There is no solution, just less bad solutions. My original aim, being young, was looking for a perfect solution where all would be looked after equitably, without anyone having to guess which people really needed help and which didn't. Now I realize that the original idea of Auckland Sheltered Workshops was better than simply handing welfare money out. I would collect the workers each morning in a van, they'd work all day at the Auckland Sheltered Workshops as best they could, then I'd deliver them home.
It was a really nice place to work. Some could do nearly nothing other than sit in a wheelchair and make various noises. Others could do a reasonable job of the various work that we got, all of it manual jobs of one sort or another. It was a happy place. We had lots of fun.
I have various family members and friends in various kinds of welfare. I pay heaps of tax which is filtered through the system, with much of the tax funding the filterers and plenty going to outright fraud, misappropriation and extras for friends of people in high places with the remainder getting to the people needing help.
For the unloved, murdered, and generally tortured infants and children, cutting off the free cash flow would see those babies and infants abandoned to somebody who does care enough to adopt them. Swarms of people are lined up waiting to adopt babies and infants whose mothers are unable or unwilling to care for them.
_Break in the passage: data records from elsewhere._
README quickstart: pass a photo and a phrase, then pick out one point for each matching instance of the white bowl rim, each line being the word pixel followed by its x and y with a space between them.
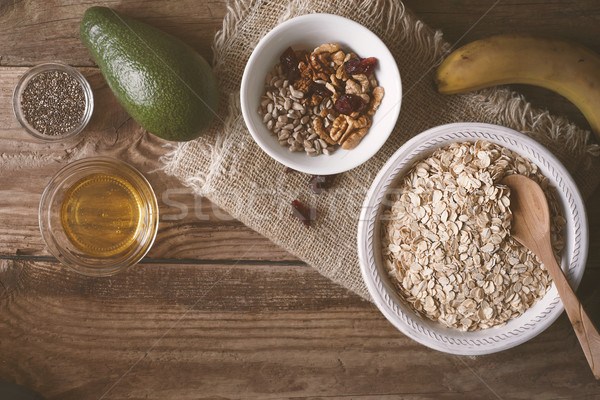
pixel 359 158
pixel 493 339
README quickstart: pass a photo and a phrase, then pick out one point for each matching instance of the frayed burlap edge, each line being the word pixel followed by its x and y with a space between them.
pixel 502 106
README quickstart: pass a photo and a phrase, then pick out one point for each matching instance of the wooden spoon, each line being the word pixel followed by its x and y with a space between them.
pixel 531 227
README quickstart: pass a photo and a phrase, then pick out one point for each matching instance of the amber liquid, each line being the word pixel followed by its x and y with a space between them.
pixel 102 214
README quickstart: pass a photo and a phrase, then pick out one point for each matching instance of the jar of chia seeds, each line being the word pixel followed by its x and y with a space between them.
pixel 53 102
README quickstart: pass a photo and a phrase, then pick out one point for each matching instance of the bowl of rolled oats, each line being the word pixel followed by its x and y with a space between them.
pixel 321 94
pixel 435 247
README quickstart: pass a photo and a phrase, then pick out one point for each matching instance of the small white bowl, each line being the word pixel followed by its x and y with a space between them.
pixel 432 334
pixel 309 31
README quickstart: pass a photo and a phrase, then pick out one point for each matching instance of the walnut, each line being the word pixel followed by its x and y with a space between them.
pixel 350 56
pixel 331 88
pixel 341 125
pixel 377 96
pixel 364 82
pixel 338 84
pixel 320 130
pixel 354 139
pixel 327 47
pixel 315 100
pixel 366 98
pixel 353 87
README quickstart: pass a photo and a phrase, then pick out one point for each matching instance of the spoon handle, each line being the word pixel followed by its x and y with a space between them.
pixel 586 332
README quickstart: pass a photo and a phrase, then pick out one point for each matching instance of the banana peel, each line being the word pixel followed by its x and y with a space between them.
pixel 565 67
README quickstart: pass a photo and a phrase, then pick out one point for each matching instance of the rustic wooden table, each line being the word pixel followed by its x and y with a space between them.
pixel 193 320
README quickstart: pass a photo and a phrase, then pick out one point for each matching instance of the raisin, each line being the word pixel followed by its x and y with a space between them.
pixel 349 103
pixel 353 66
pixel 303 213
pixel 368 65
pixel 319 89
pixel 289 63
pixel 361 65
pixel 319 183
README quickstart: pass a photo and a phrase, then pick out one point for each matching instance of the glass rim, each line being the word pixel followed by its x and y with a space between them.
pixel 102 266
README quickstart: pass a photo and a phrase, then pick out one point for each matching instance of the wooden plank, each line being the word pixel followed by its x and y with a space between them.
pixel 48 30
pixel 190 226
pixel 248 332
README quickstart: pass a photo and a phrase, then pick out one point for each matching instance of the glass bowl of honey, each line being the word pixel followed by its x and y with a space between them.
pixel 98 216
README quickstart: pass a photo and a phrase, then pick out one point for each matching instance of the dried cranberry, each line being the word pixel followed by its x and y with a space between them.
pixel 353 66
pixel 360 65
pixel 319 183
pixel 289 63
pixel 349 103
pixel 368 64
pixel 319 89
pixel 302 212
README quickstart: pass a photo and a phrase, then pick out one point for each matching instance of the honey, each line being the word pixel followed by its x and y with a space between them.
pixel 102 214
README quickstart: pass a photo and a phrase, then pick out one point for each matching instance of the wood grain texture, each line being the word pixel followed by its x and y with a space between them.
pixel 246 332
pixel 197 323
pixel 190 226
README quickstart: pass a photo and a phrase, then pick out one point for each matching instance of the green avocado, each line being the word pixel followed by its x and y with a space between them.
pixel 166 86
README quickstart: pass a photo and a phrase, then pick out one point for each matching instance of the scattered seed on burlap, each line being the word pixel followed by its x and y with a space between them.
pixel 53 103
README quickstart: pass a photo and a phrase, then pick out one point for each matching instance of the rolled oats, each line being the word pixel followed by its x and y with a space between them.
pixel 446 239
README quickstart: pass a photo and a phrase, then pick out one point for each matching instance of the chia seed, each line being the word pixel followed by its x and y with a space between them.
pixel 53 103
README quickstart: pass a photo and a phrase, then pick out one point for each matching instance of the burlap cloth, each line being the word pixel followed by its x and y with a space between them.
pixel 229 168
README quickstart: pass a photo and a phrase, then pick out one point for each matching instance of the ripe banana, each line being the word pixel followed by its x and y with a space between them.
pixel 567 68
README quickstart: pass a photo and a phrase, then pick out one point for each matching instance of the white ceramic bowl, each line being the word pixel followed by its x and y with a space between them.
pixel 432 334
pixel 309 31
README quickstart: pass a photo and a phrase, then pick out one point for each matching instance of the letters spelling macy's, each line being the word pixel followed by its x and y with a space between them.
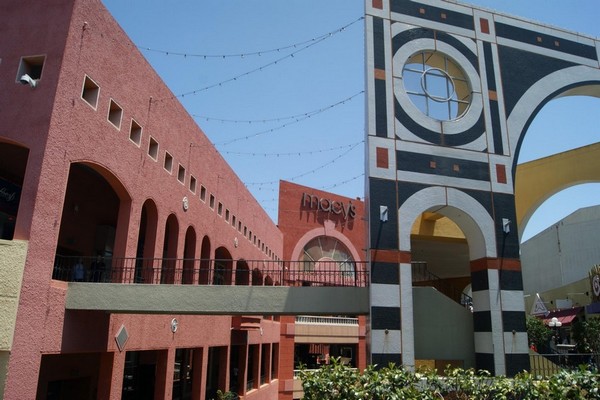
pixel 326 205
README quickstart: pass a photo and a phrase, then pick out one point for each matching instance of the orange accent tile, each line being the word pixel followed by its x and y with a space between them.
pixel 380 74
pixel 390 256
pixel 382 157
pixel 501 173
pixel 485 25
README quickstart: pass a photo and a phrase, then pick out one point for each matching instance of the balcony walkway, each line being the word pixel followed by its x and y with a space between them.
pixel 214 287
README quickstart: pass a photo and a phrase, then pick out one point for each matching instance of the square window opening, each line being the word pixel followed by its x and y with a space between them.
pixel 115 113
pixel 153 149
pixel 90 92
pixel 168 165
pixel 181 174
pixel 135 133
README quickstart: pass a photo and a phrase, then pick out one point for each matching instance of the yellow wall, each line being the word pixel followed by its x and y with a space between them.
pixel 538 180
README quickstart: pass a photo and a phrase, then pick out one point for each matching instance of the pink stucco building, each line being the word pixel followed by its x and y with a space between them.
pixel 97 162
Before welfare, babies were adopted by grandmothers or other family, Even when there was no easy contraception available, with hordes of unwanted pregnancies, often to unwed mothers, orphans and solo mothers got by [my grandparents being such orphans/solo mothered]. Now there are relatively few babies and relative wealth is enormous.
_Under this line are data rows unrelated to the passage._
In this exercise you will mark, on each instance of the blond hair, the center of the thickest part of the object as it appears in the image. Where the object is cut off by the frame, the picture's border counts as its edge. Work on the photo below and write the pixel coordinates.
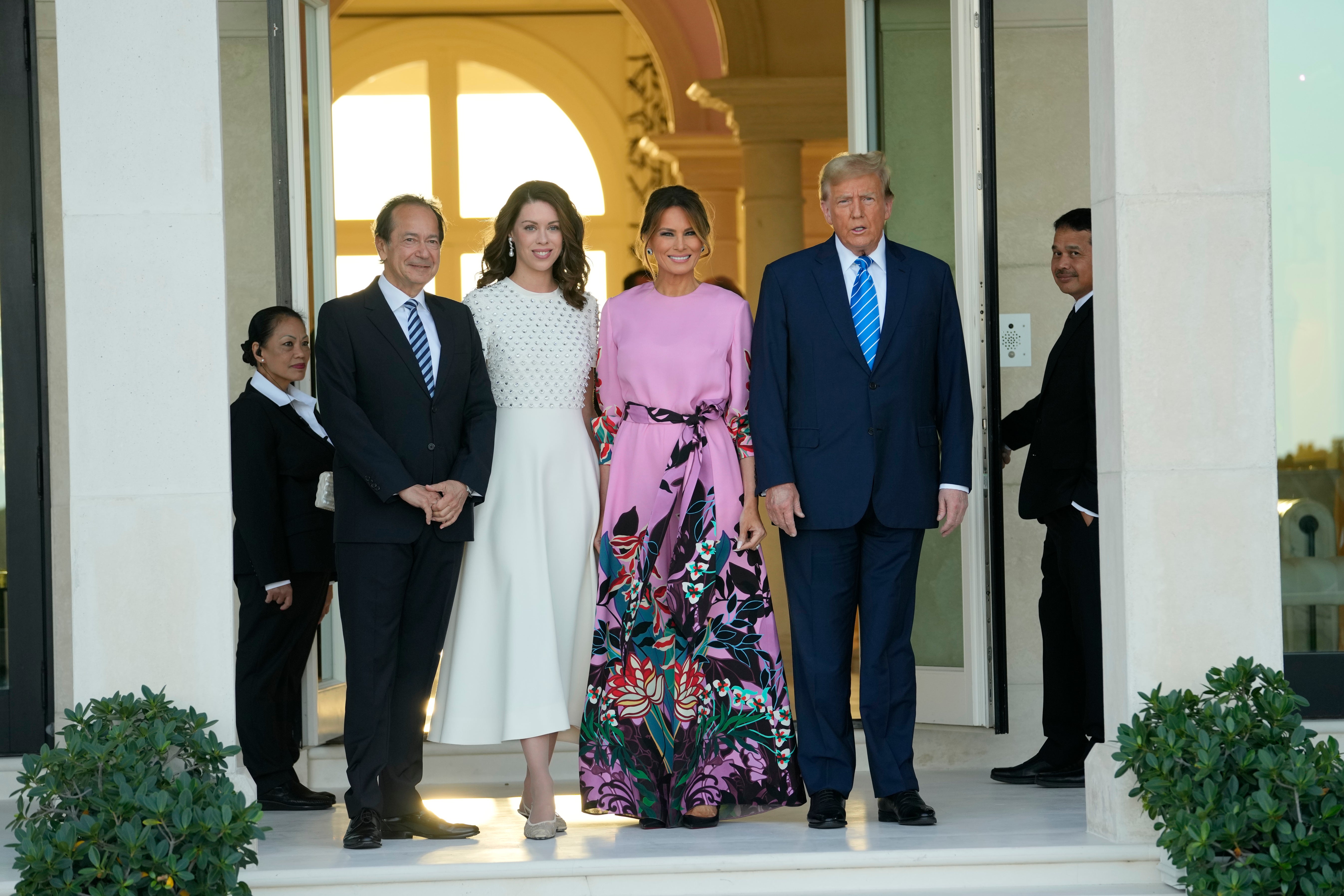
(850, 166)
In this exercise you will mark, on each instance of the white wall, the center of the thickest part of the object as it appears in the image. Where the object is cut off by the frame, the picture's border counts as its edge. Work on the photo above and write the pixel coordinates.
(146, 371)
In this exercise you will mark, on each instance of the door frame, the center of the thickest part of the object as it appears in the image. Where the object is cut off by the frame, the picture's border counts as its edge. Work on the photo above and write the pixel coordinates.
(26, 707)
(974, 694)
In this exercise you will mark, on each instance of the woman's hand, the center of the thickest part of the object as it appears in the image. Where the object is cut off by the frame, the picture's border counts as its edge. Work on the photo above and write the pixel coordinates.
(750, 530)
(282, 597)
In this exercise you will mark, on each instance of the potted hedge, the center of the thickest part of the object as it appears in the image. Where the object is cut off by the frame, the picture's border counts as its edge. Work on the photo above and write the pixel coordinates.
(138, 801)
(1245, 801)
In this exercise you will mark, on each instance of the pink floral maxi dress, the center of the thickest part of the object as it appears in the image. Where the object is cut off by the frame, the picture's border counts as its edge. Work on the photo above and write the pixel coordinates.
(687, 702)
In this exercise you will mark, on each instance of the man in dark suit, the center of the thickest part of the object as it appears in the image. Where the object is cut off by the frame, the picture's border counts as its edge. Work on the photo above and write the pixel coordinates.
(861, 409)
(1060, 488)
(408, 402)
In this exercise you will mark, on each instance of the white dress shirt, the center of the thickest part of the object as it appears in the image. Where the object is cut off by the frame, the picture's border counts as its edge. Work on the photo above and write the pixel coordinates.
(878, 272)
(1077, 506)
(303, 404)
(397, 301)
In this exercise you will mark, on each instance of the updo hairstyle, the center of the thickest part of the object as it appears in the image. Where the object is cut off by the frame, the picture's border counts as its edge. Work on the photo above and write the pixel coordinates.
(674, 197)
(263, 327)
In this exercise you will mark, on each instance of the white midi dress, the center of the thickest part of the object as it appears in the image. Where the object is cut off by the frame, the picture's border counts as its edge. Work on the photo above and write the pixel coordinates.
(519, 643)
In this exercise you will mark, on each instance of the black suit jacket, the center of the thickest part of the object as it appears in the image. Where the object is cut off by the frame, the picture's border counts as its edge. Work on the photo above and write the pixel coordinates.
(276, 463)
(1061, 426)
(389, 433)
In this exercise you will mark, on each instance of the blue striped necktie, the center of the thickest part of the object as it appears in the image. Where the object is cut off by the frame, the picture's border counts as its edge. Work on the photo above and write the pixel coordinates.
(863, 305)
(420, 344)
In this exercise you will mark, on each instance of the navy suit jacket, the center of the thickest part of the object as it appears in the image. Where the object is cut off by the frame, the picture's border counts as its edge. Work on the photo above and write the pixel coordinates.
(846, 436)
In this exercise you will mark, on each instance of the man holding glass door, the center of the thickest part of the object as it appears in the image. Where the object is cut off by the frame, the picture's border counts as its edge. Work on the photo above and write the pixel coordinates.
(1060, 488)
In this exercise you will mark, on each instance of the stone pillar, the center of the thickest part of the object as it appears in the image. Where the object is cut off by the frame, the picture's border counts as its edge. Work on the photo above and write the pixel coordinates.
(772, 117)
(146, 367)
(1185, 422)
(712, 166)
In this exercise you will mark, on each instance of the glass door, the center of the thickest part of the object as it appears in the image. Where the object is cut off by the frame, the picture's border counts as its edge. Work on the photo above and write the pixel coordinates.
(26, 694)
(921, 107)
(1308, 236)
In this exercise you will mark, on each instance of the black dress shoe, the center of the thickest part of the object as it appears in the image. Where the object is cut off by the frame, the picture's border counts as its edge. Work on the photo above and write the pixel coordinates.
(906, 808)
(827, 811)
(1062, 778)
(1025, 773)
(365, 832)
(294, 797)
(423, 824)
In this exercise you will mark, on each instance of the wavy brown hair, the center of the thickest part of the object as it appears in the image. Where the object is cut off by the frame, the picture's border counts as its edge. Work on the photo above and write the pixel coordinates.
(570, 271)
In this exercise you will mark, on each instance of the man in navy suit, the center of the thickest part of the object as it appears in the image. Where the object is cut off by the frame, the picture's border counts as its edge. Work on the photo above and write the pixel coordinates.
(862, 417)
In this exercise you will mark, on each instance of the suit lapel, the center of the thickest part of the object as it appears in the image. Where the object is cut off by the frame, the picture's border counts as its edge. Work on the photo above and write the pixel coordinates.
(1076, 320)
(385, 322)
(831, 283)
(898, 284)
(443, 327)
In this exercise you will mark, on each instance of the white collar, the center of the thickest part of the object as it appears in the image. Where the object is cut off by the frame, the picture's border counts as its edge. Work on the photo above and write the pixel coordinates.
(878, 256)
(273, 393)
(396, 298)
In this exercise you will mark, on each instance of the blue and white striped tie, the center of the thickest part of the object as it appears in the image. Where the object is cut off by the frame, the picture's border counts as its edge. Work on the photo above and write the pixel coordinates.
(863, 305)
(420, 344)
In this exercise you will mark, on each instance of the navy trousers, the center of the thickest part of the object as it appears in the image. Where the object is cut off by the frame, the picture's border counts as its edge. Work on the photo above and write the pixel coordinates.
(394, 606)
(833, 574)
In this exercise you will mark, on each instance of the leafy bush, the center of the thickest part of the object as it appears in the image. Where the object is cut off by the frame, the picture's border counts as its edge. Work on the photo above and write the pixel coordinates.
(138, 801)
(1248, 802)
It isn't material possessions that children need.
In the modern world, used clothing is free. Nobody wears rags [other than as fashion items like Steve Jobs with deliberately ripped jeans].
Churches and other voluntary charitable people would look after any babies and children.
Young women would see the problems and be more circumspect about letting some loser put them in the welfare category. In NZ, many young minimum wage women have chosen to have babies as a lifestyle option, without bothering with the father. It does not surprise me that the state does not make a good father.